Hypertension and obstructive sleep apnea are both highly prevalent, and share risk factors, so unsurprisingly, most people with OSA have HTN. This overlap has made it fiendishly hard to determine if OSA actually causes HTN. The widespread belief that OSA causes HTN was creeping close to dogma, egged on by cross-sectional studies that suggested an independent association (after controlling for age, BMI, etc), and therapy trials that showed a ~2 mm Hg reduction in blood pressure with treatment of OSA with continuous positive airway pressure (CPAP).
As Irene Cano-Pumarega et al point out, though, even an independent association between OSA and HTN does not prove causality.

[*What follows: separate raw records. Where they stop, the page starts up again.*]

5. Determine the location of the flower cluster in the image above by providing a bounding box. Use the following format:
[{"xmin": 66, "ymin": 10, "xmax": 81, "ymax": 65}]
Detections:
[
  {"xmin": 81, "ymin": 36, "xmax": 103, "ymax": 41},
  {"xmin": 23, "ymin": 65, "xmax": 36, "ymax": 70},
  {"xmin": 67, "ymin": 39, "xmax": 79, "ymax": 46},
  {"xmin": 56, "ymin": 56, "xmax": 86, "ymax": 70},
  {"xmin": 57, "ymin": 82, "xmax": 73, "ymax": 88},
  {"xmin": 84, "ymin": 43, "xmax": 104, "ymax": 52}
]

There could still be a hidden, unmeasured factor that causes both HTN and OSA. Longitudinal cohort studies are the gold standard for this type of question, and they’ve published theirs in the December AJRCCM.
They enrolled Spaniards selected randomly from the community who did not have sleep apnea by initial polysomnogram, and followed them for ~7.5 years (the Vitoria cohort). At the end, subjects underwent home polygraphy (not polysomnography). They had a cohort of 1,180 subjects left to analyze after excluding those with OSA at study onset or who were lost to followup.

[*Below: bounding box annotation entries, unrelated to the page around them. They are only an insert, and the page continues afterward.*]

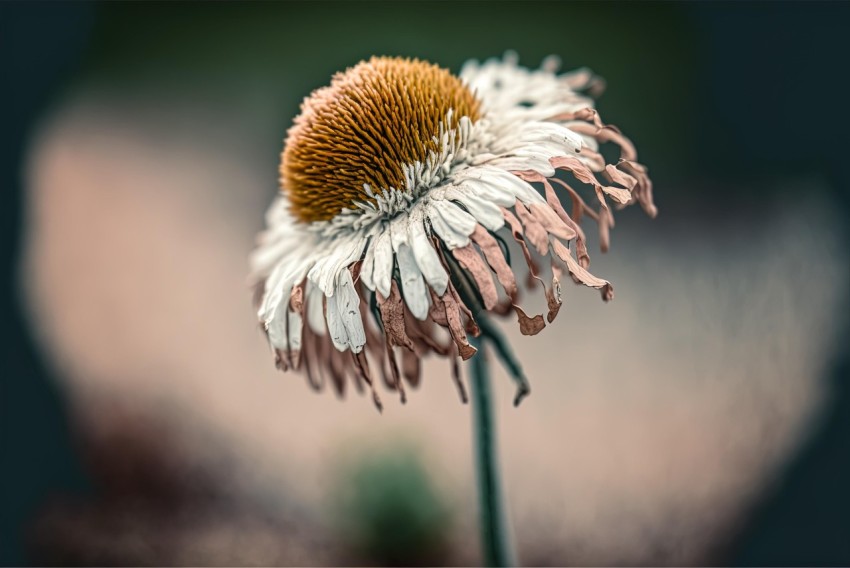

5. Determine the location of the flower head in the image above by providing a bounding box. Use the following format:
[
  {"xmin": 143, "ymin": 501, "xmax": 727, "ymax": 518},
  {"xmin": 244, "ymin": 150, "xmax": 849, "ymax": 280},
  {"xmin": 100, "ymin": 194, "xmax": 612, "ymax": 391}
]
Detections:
[{"xmin": 252, "ymin": 54, "xmax": 656, "ymax": 406}]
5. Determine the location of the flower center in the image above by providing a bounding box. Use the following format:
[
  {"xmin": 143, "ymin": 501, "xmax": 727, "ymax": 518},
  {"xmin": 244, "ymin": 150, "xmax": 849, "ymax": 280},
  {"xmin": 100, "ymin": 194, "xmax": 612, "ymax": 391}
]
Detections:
[{"xmin": 280, "ymin": 57, "xmax": 480, "ymax": 222}]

Results: Increasing respiratory disturbance index was directly associated with risk for hypertension (p=0.001). However, after adjusting for age, sex, BMI, neck circumference, caffeine use and fitness level, the association disappeared.

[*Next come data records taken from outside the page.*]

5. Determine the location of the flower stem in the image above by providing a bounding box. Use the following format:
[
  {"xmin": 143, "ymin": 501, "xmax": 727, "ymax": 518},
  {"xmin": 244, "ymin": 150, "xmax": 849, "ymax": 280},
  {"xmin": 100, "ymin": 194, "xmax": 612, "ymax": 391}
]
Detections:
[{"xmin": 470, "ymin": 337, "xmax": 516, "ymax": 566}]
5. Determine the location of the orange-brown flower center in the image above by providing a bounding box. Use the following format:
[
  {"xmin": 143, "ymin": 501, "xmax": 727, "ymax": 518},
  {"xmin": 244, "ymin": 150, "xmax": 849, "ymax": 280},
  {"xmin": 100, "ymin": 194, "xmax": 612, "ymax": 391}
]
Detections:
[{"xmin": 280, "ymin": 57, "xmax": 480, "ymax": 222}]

Previous trials demonstrating the association between hypertension and OSA were recruited from clinic populations — where there was a high prevalence of both conditions. In contrast, this was a population study, with people recruited randomly from the community. As would be expected, people were healthier and thinner overall, with BMI ~26, and with a lower incidence of OSA than in previous positive studies. Here, the incidence of more severe OSA (as defined by RDI > 14) was only 13% (149 of 1180). That should make it harder to detect an association between OSA and HTN. To identify OSA and grade its severity at the end of the study, they used home polygraphy, which tends to underestimate the severity of OSA as compared to polysomnography. It’s a flaw, and means the incidence of OSA could have been higher, and more generally, we don’t know what the real incidence of OSA was.
Interestingly, they show the same dose response relationship (worse OSA = higher risk for HTN) as Peppard’s longitudinal study in NEJM. Peppard’s did use gold standard polysomnography (not home polygraphy), but was a smaller cohort. In the current study, though, the dose-response relationship disappeared after covariate adjustment.
Clinical Takeaway: How important is it if obstructive sleep apnea causes hypertension, or some risk factor(s) contributes to both? Authors suggest causality would be a rationale to treat asymptomatic people with mild-to-moderate OSA with CPAP; many would disagree (why not just check blood pressure frequently?). Regardless of whether there’s causality or association, the independent relationship seems relatively weak, as shown in this and previous studies. And CPAP’s effect on blood pressure is too small for most people to forgo additional medication for hypertension. Practically speaking, the question of causality vs. association for OSA and hypertension is a tempest in a teapot.
Cano-Pumarega I et al. Obstructive Sleep Apnea and Systemic Hypertension. Longitudinal Study in the General Population: the Vitoria Sleep Cohort. Am J Respir Crit Care Med 2011;184:1299-1304.